From Sparse to Soft Mixtures of Experts
Joan Puigcerver, Carlos Riquelme, Basil Mustafa, Neil Houlsby
TL;DR
The paper tackles scaling limitations in sparse mixtures of experts by introducing Soft MoE, a fully differentiable routing mechanism that replaces hard token-to-expert assignments with soft, token-wise mixtures. This design preserves the benefits of MoEs—large capacity and selective expert computation—while eliminating token dropping and load-balancing pathologies, and it maintains tractable inference costs. Empirical results on vision tasks (e.g., JFT-4B pretraining and ImageNet variants) show Soft MoE substantially outperforming dense ViTs and traditional MoEs across upstream, few-shot, and fine-tuning metrics, with favorable training efficiency and robust scaling to hundreds of experts.

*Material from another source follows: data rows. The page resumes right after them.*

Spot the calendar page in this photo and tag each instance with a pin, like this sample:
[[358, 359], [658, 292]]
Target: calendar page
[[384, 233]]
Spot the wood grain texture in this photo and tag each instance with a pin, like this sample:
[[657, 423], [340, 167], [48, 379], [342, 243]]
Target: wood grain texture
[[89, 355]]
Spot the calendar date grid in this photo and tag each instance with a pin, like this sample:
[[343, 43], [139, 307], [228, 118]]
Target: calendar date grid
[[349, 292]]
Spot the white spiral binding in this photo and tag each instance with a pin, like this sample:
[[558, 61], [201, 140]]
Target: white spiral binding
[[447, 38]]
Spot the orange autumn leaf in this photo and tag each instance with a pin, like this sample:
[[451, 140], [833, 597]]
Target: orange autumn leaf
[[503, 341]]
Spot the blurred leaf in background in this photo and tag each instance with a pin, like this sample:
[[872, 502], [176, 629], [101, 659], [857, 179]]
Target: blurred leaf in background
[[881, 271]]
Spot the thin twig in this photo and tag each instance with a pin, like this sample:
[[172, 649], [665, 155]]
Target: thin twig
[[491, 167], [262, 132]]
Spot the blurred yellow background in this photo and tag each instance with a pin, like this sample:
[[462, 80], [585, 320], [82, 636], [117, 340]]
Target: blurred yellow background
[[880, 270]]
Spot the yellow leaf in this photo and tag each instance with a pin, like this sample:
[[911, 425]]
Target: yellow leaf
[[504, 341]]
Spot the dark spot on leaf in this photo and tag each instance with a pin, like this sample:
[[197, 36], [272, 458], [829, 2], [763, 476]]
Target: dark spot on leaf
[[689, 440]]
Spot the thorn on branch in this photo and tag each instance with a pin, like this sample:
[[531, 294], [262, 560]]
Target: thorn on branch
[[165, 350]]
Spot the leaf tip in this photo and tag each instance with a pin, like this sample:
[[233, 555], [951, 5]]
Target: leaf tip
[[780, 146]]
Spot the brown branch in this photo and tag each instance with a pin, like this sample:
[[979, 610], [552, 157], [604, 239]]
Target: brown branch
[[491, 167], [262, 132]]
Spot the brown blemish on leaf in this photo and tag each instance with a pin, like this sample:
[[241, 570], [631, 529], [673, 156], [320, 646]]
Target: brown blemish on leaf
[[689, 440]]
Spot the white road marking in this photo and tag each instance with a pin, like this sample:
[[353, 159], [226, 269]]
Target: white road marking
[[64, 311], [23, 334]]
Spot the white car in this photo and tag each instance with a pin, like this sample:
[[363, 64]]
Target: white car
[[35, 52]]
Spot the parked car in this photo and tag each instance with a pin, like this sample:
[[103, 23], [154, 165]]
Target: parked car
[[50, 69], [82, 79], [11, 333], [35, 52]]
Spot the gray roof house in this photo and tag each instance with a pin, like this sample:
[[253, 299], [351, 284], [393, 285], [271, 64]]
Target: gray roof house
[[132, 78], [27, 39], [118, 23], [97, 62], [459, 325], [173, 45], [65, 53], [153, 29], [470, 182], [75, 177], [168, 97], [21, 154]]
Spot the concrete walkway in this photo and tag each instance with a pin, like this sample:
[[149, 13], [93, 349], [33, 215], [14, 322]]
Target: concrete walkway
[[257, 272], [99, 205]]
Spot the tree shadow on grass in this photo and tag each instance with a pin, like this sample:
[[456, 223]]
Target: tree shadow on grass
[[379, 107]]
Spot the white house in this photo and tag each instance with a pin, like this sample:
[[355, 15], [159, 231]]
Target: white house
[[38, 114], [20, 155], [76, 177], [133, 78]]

The work also demonstrates versatility through contrastive learning on image-text data and analyzes design choices (slots, experts, routing patterns) to guide practical deployment. Overall, Soft MoE offers a scalable, differentiable alternative to discrete MoE routing that improves performance at comparable compute budgets, with broad applicability to vision and multimodal settings.
Abstract
Sparse mixture of expert architectures (MoEs) scale model capacity without significant increases in training or inference costs. Despite their success, MoEs suffer from a number of issues: training instability, token dropping, inability to scale the number of experts, or ineffective finetuning. In this work, we propose Soft MoE, a fully-differentiable sparse Transformer that addresses these challenges, while maintaining the benefits of MoEs. Soft MoE performs an implicit soft assignment by passing different weighted combinations of all input tokens to each expert. As in other MoEs, experts in Soft MoE only process a subset of the (combined) tokens, enabling larger model capacity (and performance) at lower inference cost. In the context of visual recognition, Soft MoE greatly outperforms dense Transformers (ViTs) and popular MoEs (Tokens Choice and Experts Choice). Furthermore, Soft MoE scales well: Soft MoE Huge/14 with 128 experts in 16 MoE layers has over 40x more parameters than ViT Huge/14, with only 2% increased inference time, and substantially better quality.